Faber ossia l'uomo come artefice, capace di creare, costruire, trasformare l'ambiente e la realtà in cui vive, adattandoli ai suoi bisogni. Faber come saper fare, come conoscenza tramandata e/o acquisita, come abilità con la quale la mente guida la mano, dunque capacità artigiana. Dice Pepe: «A volte i macchinari e le tecnologie - che sono importantissimi - non bastano. Servono le tue mani, occorre toccare l'impasto». Si parlava dell'architrave stesso di tutto il successo del pizzaiolo di Caiazzo, l'impasto appunto. Che per Pepe è uno solo, mica le 350 varianti, con mille farine diverse e aromatizzate così e cosà, che spesso si trovano in giro. Niente di tutto questo: un unico blend ma adattabile, «ci preparo le pizze in pala, le pitte al forno, le pizze in teglia, le pizze fritte. Ho trovato un equilibrio soddisfacente in cui il blend è versatile, può essere fritto o andare in forno, e in quest'ultimo caso anche a diverse temperature, può essere a 380° la mattina o a 430° la sera. Ciò mi dà la possibilità di fornire un'offerta ampia» senza complicarsi la vita, e dunque consentendo la riproducibilità del lavoro senza sbavature, purché vi siano i giusti accorgimenti. Ma ci arriveremo.

Facevamo questi ragionamenti una mattina di queste, appunto a Caiazzo, il giorno prima cena da Pepe (pizze, pizze fritte e pitte, eccellenti: le raccontiamo nelle foto), al risveglio un caffè, un passaggio da Franco per i saluti e lui che si presenta con un cartone da portar via. Conteneva questa meraviglia qui sotto.

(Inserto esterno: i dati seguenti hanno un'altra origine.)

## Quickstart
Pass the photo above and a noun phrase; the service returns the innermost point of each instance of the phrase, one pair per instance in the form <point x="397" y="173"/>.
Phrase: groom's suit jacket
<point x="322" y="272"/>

La "pizza del giorno dopo" di Franco Pepe, impasto doppio in teglia condito semplicemente con pomodoro, cipolla, aromi

La "pizza del giorno dopo" di Franco Pepe, impasto doppio in teglia condito semplicemente con pomodoro, cipolla, aromi

Trasportata a 300 km di distanza, divorata la sera, buonissima. Una novità? No, il saper fare, il faber. «Qua non ci si inventa nulla, semmai si ricerca nel passato, nella tradizione. Una volta, quando si cuoceva il pane, con l'impasto avanzato si preparava poi la pizza in teglia. La stessa cosa l'ho applicata io adesso: i ritagli di impasto e l'impasto della sera prima possono essere utilizzati il giorno dopo per una pizza in teglia, nel forno a bocca chiusa, con 100-120° in meno, in questo caso la cottura non sarà di 60 secondi ma di 7-8 minuti». Esito: un prodotto che sembra differente, ha altro sapore, altra consistenza, altro aspetto, il disco più alto (perché avviene una terza lievitazione mentre riposa qualche ora nella teglia, al mattino presto), ma in realtà è realizzato con i medesimi ingredienti e con la stessa procedura di base. L'impasto è doppio rispetto a quello della pizza classica, 500 g invece di 250, l'esito è una delizia che «si può mangiare in famiglia, va bene anche per 3 o 4 persone e anche freddo, e persino dopo 2 o 3 giorni», dipende dal condimento, «in genere si tratta di prodotti semplici, sicuramente senza latticini: cipolla, pomodoro, crema di ceci. Non c'è problema di conservazione nell'immediato». È un fuori carta, altrimenti ci sarebbe fin troppa richiesta, Pepe alla ripresa post-lockdown si è ripromesso di non andare oltre una certa soglia. «Ma chi viene a mangiare da me e rimane a dormire in zona, se me la chiede...».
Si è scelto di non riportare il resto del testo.